Ok, I forgotten to put another stop condition- the game stops when another person says "less". One scenario is you point to a box, another person sees it is N2 (but as it is the first time he is obliged to say "bigger"). You may say stop, but there is no money in N2. Ok, you say "continue", the box N2 is thrown away. If you next pick- box N1 the game terminated. If it is N4 it continues. You may say "stop" and then you have money in our pocket. If you say- "continue" box N4 is thrown. You pick one more (it can be N1 and N3). In either case you loose. Yea, and you do not know what number you are picking, you know just- the money in box N4, another person says only "bigger" or "less", If "less" you loose, if bigger you carry on, but the box is thrown away. What is the strategy you follow? Really more explanation then the solution, but it can be asked on an interview.

Solving this in a backward recursive way like an american option pricing problem,opening on the first go gives you a probability of winning of 1/4 and this is also the continuation value so the optimal strategy is to open the box on the first go or to continue to the next stage and then open the box

I agree with FV. It is clear that receiving the million by opening on the first run is 1/4. The probability to get the right one by open on the second run is 3/4*1/3=1/4. The probability to get the right one on the third run is 1/4*1/2=1/8. Finally, the probability to get it right on the fourth and final run is clearly 1/4*1/3*1/2=1/24. This implies that it is best to open on the first or second guess.

yup, I agree. 1/4 for the first and for the second - I would personaly choose the first go just in order to save time and keep on solving other brainteasers.If the "less stop" condition had not been imposed, the probability would be independent of the draw (and equal to 1/4.)

you could also take a combinatorial approach:There are 4X3X2X1 = 24 possible arrangements of the boxes1X3X2X1 = 6 arrangements where the box is in the first position 3X1X2X1 = 6 arrangements where the box is in the second positionwhen the box is in the third position and you can win buy waiting to that point there are 3 possibilities1->2->41->3->4&2->3->4and only one arrangement where you can wait and win when the box is in the fourth position. In accordance with the previous answer you should look in the box after the first or second instance and your chance at a million is 24%

oops 25%

QuoteOriginally posted by: dahlgrenI agree with FV. It is clear that receiving the million by opening on the first run is 1/4. The probability to get the right one by open on the second run is 3/4*1/3=1/4. The probability to get the right one on the third run is 1/4*1/2=1/8. Finally, the probability to get it right on the fourth and final run is clearly 1/4*1/3*1/2=1/24. This implies that it is best to open on the first or second guess.ok, could somebody enlighten me why "The probability to get the right one on the third run is 1/4*1/2=1/8"??

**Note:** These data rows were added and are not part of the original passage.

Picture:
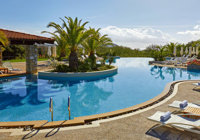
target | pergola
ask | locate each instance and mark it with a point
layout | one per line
(28, 40)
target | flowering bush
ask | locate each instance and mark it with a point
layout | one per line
(194, 62)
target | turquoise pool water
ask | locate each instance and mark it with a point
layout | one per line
(27, 97)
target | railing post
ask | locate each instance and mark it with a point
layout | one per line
(51, 108)
(69, 107)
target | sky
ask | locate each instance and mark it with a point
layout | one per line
(131, 23)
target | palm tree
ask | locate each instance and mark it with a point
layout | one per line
(95, 41)
(161, 52)
(75, 34)
(61, 43)
(170, 46)
(3, 39)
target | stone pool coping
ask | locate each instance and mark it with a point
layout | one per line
(77, 74)
(170, 89)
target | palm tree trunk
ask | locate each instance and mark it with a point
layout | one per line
(73, 60)
(62, 54)
(93, 58)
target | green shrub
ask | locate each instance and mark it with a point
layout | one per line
(198, 56)
(62, 68)
(111, 60)
(60, 58)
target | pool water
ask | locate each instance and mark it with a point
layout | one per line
(27, 97)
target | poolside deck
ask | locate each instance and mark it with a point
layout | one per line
(171, 66)
(133, 127)
(22, 65)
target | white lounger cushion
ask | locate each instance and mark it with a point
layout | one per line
(176, 104)
(16, 69)
(175, 119)
(196, 84)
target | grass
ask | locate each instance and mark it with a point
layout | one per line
(24, 60)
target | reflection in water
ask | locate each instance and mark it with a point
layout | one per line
(82, 99)
(158, 72)
(27, 97)
(174, 72)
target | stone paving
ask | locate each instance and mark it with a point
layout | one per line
(135, 127)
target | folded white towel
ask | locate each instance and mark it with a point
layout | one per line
(165, 116)
(183, 104)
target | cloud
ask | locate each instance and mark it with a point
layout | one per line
(133, 36)
(193, 34)
(196, 27)
(96, 16)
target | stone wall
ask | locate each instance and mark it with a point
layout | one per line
(31, 59)
(193, 67)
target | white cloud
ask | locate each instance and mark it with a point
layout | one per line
(132, 37)
(96, 16)
(196, 27)
(194, 35)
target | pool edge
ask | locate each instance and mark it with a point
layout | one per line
(85, 119)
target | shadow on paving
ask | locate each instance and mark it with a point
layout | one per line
(168, 133)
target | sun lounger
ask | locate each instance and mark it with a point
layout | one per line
(172, 62)
(176, 104)
(166, 61)
(10, 67)
(177, 121)
(182, 62)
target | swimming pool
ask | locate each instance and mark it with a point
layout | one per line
(27, 97)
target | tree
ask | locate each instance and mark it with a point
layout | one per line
(3, 39)
(95, 41)
(75, 34)
(61, 43)
(170, 46)
(161, 52)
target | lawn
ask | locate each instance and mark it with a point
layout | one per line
(24, 60)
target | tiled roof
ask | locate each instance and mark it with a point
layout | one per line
(23, 36)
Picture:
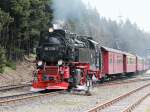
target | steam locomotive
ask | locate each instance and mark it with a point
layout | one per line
(64, 61)
(68, 61)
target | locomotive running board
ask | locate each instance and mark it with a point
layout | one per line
(60, 85)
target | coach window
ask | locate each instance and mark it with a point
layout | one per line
(110, 61)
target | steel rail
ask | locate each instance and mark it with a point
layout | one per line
(115, 100)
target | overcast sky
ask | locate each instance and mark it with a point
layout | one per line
(137, 11)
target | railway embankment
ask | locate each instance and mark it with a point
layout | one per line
(22, 74)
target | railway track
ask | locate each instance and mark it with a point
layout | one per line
(32, 95)
(10, 87)
(25, 96)
(121, 103)
(123, 82)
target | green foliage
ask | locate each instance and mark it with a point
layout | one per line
(11, 64)
(21, 22)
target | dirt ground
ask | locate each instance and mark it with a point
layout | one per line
(22, 74)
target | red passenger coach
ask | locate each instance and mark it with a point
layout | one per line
(112, 61)
(129, 63)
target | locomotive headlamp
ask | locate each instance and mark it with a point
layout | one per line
(39, 63)
(60, 62)
(51, 30)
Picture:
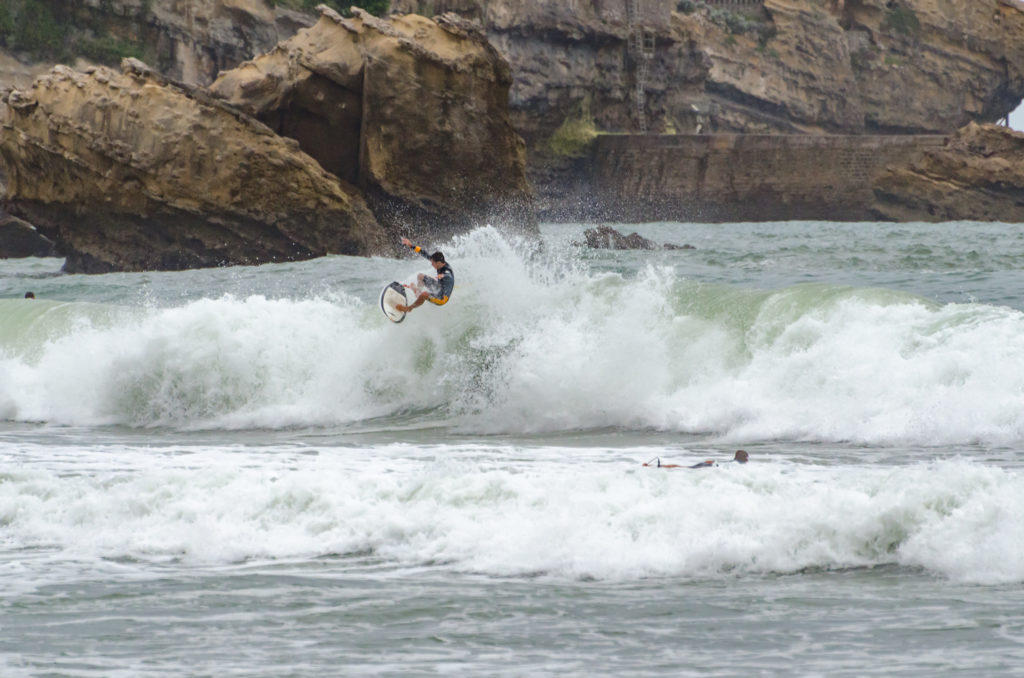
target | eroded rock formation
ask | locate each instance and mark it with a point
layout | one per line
(127, 171)
(978, 175)
(413, 111)
(779, 66)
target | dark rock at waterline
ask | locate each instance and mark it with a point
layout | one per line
(606, 238)
(19, 239)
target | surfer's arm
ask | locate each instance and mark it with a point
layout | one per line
(419, 302)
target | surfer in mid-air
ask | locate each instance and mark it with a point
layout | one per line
(437, 289)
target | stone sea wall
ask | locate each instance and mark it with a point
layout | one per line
(734, 177)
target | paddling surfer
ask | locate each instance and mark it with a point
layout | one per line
(739, 458)
(437, 289)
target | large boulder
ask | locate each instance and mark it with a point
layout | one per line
(127, 171)
(413, 111)
(978, 175)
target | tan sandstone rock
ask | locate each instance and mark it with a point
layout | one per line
(413, 111)
(978, 175)
(127, 171)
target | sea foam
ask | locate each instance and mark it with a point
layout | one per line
(539, 341)
(474, 510)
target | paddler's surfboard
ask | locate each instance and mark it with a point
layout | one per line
(393, 294)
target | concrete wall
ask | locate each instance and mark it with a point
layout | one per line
(729, 177)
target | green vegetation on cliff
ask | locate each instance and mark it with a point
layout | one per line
(45, 30)
(572, 138)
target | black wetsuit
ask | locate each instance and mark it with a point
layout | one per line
(440, 287)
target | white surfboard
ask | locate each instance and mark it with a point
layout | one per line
(393, 294)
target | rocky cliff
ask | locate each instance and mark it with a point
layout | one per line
(187, 40)
(413, 111)
(126, 171)
(978, 175)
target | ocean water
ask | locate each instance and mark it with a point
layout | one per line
(250, 471)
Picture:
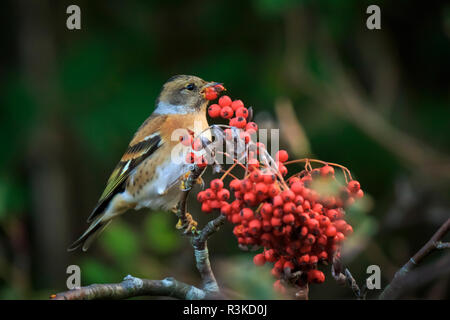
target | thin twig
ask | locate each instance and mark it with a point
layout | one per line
(344, 277)
(393, 289)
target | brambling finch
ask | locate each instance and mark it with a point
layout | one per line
(147, 175)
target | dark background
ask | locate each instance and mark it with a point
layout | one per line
(375, 101)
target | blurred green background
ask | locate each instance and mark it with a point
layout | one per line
(375, 101)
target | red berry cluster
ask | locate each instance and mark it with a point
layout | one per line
(299, 223)
(234, 111)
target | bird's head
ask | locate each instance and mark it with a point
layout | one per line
(184, 94)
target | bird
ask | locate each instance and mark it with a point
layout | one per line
(148, 175)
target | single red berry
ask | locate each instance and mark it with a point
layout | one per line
(223, 194)
(206, 207)
(283, 170)
(313, 259)
(278, 201)
(216, 184)
(251, 127)
(214, 110)
(261, 188)
(201, 162)
(250, 198)
(236, 104)
(330, 231)
(235, 185)
(240, 122)
(256, 176)
(254, 225)
(289, 207)
(304, 259)
(266, 209)
(278, 287)
(242, 112)
(224, 101)
(246, 185)
(273, 190)
(259, 259)
(269, 178)
(226, 112)
(327, 171)
(201, 196)
(197, 144)
(288, 265)
(353, 186)
(288, 219)
(210, 94)
(288, 195)
(225, 208)
(190, 157)
(276, 222)
(297, 187)
(282, 156)
(247, 213)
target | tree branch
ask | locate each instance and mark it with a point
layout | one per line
(346, 278)
(392, 290)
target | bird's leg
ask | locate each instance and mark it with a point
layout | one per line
(186, 185)
(189, 225)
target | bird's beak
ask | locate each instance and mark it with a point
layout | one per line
(216, 87)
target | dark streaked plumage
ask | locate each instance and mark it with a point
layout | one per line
(146, 176)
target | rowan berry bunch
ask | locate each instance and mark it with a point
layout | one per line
(299, 220)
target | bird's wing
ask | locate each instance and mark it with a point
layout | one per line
(143, 145)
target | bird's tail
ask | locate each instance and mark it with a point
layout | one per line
(86, 239)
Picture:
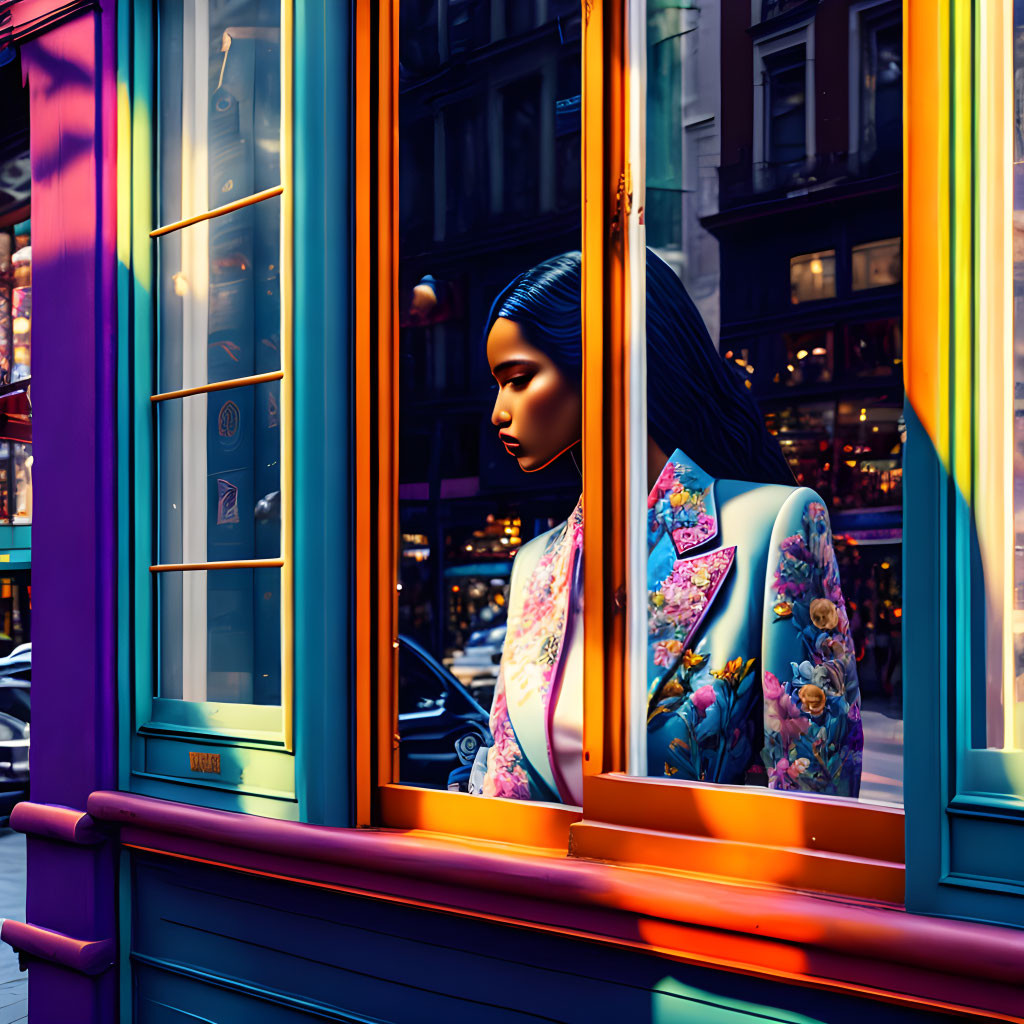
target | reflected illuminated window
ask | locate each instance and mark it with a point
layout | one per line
(812, 276)
(876, 264)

QuoteOriginally posted by: FedorEQuoteOriginally posted by: dahlgrenI agree with FV. It is clear that receiving the million by opening on the first run is 1/4. The probability to get the right one by open on the second run is 3/4*1/3=1/4. The probability to get the right one on the third run is 1/4*1/2=1/8. Finally, the probability to get it right on the fourth and final run is clearly 1/4*1/3*1/2=1/24. This implies that it is best to open on the first or second guess.ok, could somebody enlighten me why "The probability to get the right one on the third run is 1/4*1/2=1/8"??the only three possibilities for the sequence of box selections where the game hasn't already ended are 124, 134, 234---3 out of 24 possibilities.

ok, as I expected, I misunderstood the problem...thanks for clarifying!